To be sure, wherever Carson went, trouble often followed. He possessed a hair-trigger temper, and despite his kinship with Native Americans, he killed without remorse. As a soldier, he was not one to challenge an order, no matter what its consequences.

"The most troubling chapter in the Kit Carson story occurred here in Canyon de Chilly, Arizona, the heart and soul of the Navajo nation where Carson followed orders and executed a scorched earth policy to force the Navajo to move," Sides said. "To begin the infamous long walk that killed thousands."

Navajo guide Adam Teller's ancestors held off Carson and his cavalry troops for more than three months in this 70 mile-long canyon. It was a period the Navajo called "Time of Fear."

"And Chief Who Wore Lambskins On His Hat would take his hat and he would put it on top of a stick and he would poke it up and the soldiers would shoot at that hat," Teller said, "and pretty soon they realized that this was just a trick ... trying to shoot at the hat and waste their ammunition."

When his patience was exhausted, Carson devised a more brutal plan.

"So he decided to essentially attack the land," Teller said. "To destroy every corn field. Slaughter sheep. Destroy every melon patch and then finally to come down here in the canyon. To essentially try to force them into submission. It was a brutal campaign - there was nothing pretty about it."

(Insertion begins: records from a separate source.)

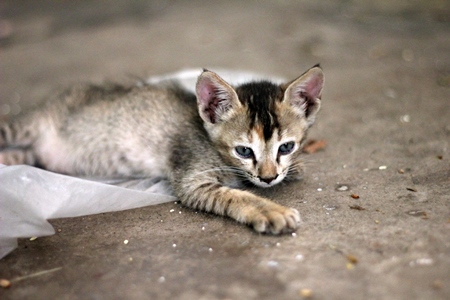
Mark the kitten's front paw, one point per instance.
(276, 219)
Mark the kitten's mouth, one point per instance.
(267, 182)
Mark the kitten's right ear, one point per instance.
(215, 97)
(305, 93)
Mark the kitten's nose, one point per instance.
(269, 179)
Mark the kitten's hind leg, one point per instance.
(20, 132)
(17, 157)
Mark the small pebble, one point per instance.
(5, 283)
(342, 188)
(299, 257)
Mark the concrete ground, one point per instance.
(385, 117)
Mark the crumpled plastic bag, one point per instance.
(30, 196)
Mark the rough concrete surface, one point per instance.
(385, 118)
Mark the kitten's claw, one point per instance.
(277, 221)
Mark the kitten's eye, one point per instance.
(244, 152)
(286, 148)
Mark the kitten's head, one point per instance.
(260, 127)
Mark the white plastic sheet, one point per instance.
(30, 196)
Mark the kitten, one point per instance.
(207, 144)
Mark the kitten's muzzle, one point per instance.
(268, 180)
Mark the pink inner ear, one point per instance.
(206, 92)
(313, 86)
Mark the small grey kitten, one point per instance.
(207, 145)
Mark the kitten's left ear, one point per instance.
(215, 97)
(305, 92)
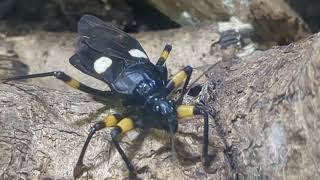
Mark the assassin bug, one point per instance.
(114, 57)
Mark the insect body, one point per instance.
(114, 57)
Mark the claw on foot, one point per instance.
(79, 170)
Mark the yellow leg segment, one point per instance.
(110, 121)
(164, 55)
(179, 78)
(184, 111)
(126, 124)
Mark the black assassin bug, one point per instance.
(114, 57)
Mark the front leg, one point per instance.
(109, 121)
(177, 80)
(184, 111)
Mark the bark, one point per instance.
(266, 127)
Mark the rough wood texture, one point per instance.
(268, 106)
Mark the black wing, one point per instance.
(103, 51)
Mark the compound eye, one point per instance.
(145, 88)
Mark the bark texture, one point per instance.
(267, 125)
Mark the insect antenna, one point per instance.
(197, 79)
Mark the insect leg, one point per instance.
(164, 55)
(109, 121)
(177, 81)
(184, 111)
(65, 78)
(125, 125)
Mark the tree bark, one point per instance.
(266, 126)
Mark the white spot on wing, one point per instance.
(102, 64)
(137, 53)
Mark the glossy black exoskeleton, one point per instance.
(114, 57)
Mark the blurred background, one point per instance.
(276, 22)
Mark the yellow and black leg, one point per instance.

The starving survivors were forced to make the 300 mile-long walk East to Bosque Redondo, a patch of land across New Mexico where the Navajo were expected to become farmers. But bad weather and disease made Bosque Redondo a nightmare. The Navajo became captives in a natural concentration camp.

"Navajo people compare Kit Carson to a person like Hitler because of the things that happened in this canyon," Teller said. "He murdered thousands and thousands of innocent people - women and children. So the comparisons of Hitler and Kit Carson are not off by much here in Navajoland."

It was that fearful legacy that Sides confronted on the final stop on his book tour, here, on the Navajo reservation.

"All good stories should have a villain and a hero," Sides said at a lecture about his book in Navajo country. "I was lucky enough to find both in the same man."

Even among the Navajo, there is a growing understanding of the Carson portrayed in Sides' book.

"Carson was a flesh and blood human being, first and foremost. A product of his times, trapped in the very real limitations of his own culture, and it's that flesh and blood Kit Carson that I've spent the past four-and-a-half-years searching for," Sides said.

Indeed, Carson was one of the first to realize the relocation of the Navajo to Bosque Redondo was a failure. After four years, they were allowed to return to their native territory.

Today the reservation is a blended America, where the national anthem is sung in Navajo. Girls basketball is played with passion, and the favorite treat is still fry bread, created nearly 150 years ago when the U.S. cavalry gave the starving Navajo flour and salt and they mixed it with animal fat. It's been a staple every since.

Carson died in 1868, just shy of 59 years old. By the standards of his day, he had served his country well. By other standards, he served America to a fault.